Digital preservation practices

Pocket Archive is not a full end-to-end digital preservation solution, but it allows an administrator to build one using simple, effective, and free tools.

Since "Digital preservation" is a very loaded term, with many different schools of thought interpreting it in a variety of ways, it may be good to begin stating what we intend with digital preservation in this context.

A "pocket" digital preservation strategy includes:

  1. Digitizing physical artifacts, and/or producing born-digital contents, according to widely accepted standards for preservation-worthy file formats and quality;
  2. Effective cataloging through mindful metadata entry;
  3. Storage of files and metadata on a reliable support;
  4. Maintaining multiple copies of the archive on multiple platforms;
  5. Use of an archival system based on stable technologies;
  6. Planning an exit strategy from the current system;
  7. Strategic use of fixity checking to verify data integrity.

These points are explained in detail in their individual pages, with pointers on how to achieve them with Pocket Archive.

Features not supported by design

Some practices and features usually offered by digital preservation systems have been purposefully excluded from the Pocket Archive design:

Versioning

Pocket Archive does not keep previous versions of data or metadata.
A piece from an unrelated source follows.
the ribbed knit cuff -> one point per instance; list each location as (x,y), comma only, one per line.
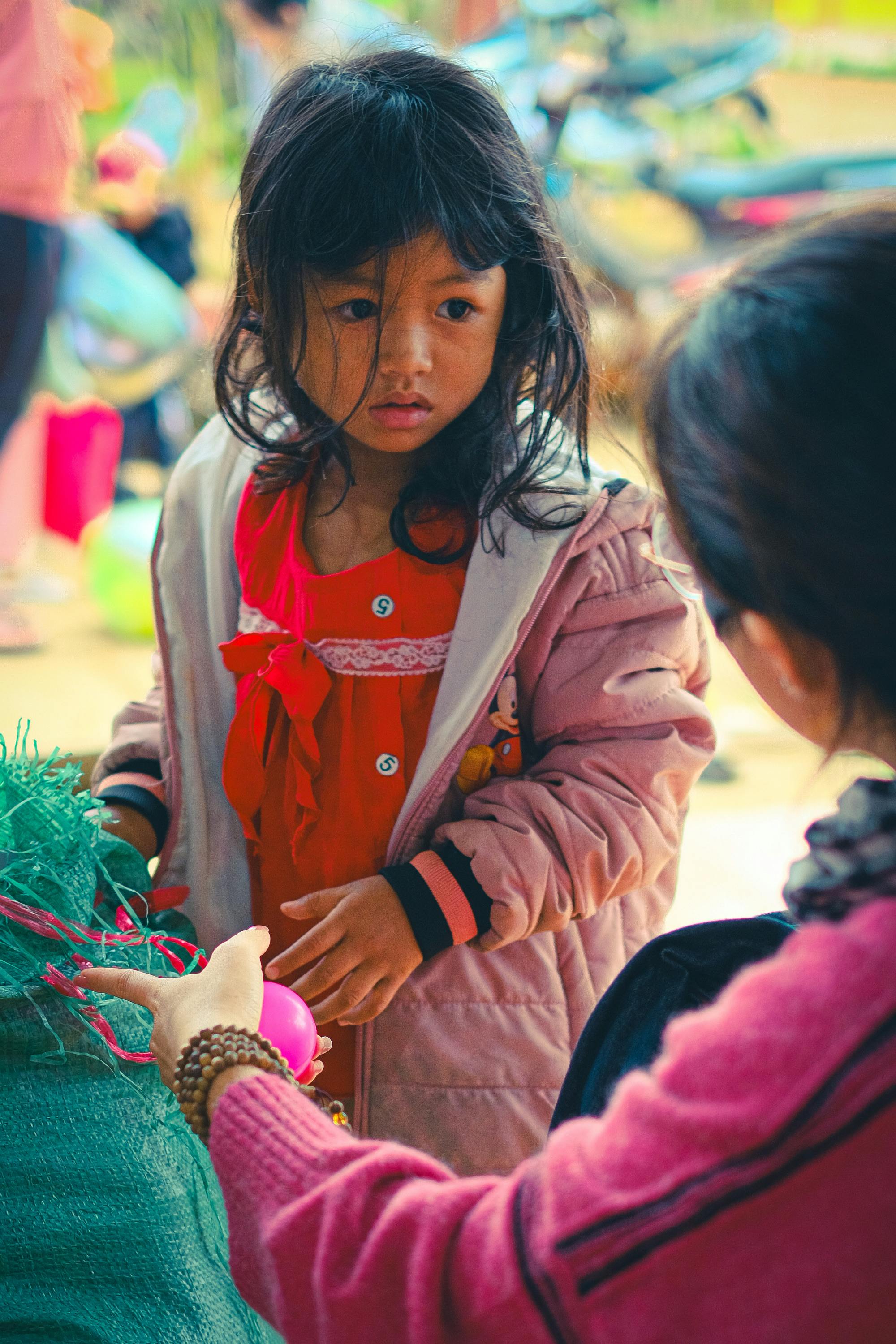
(431,928)
(461,870)
(444,902)
(138,784)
This is a deliberate choice, even though many use versioning as an added safeguard against human error.

While recognizing the usefulness of versioning, the decision was made not to support this feature as it is complicated to implement and expensive to maintain. The vast majority of times, versions are created for trivial changes, making the writing and retrieval of data slower, and increasing the size of the database and file store significantly.

Pocket Archive relies on its users to be mindful about data entry, especially bulk updates, and on the fact that many mistakes made in bulk operations can be reversed with another bulk operation, which is not always easy to do, but still easier and less expensive than maintaining a versioning system that grows indefinitely.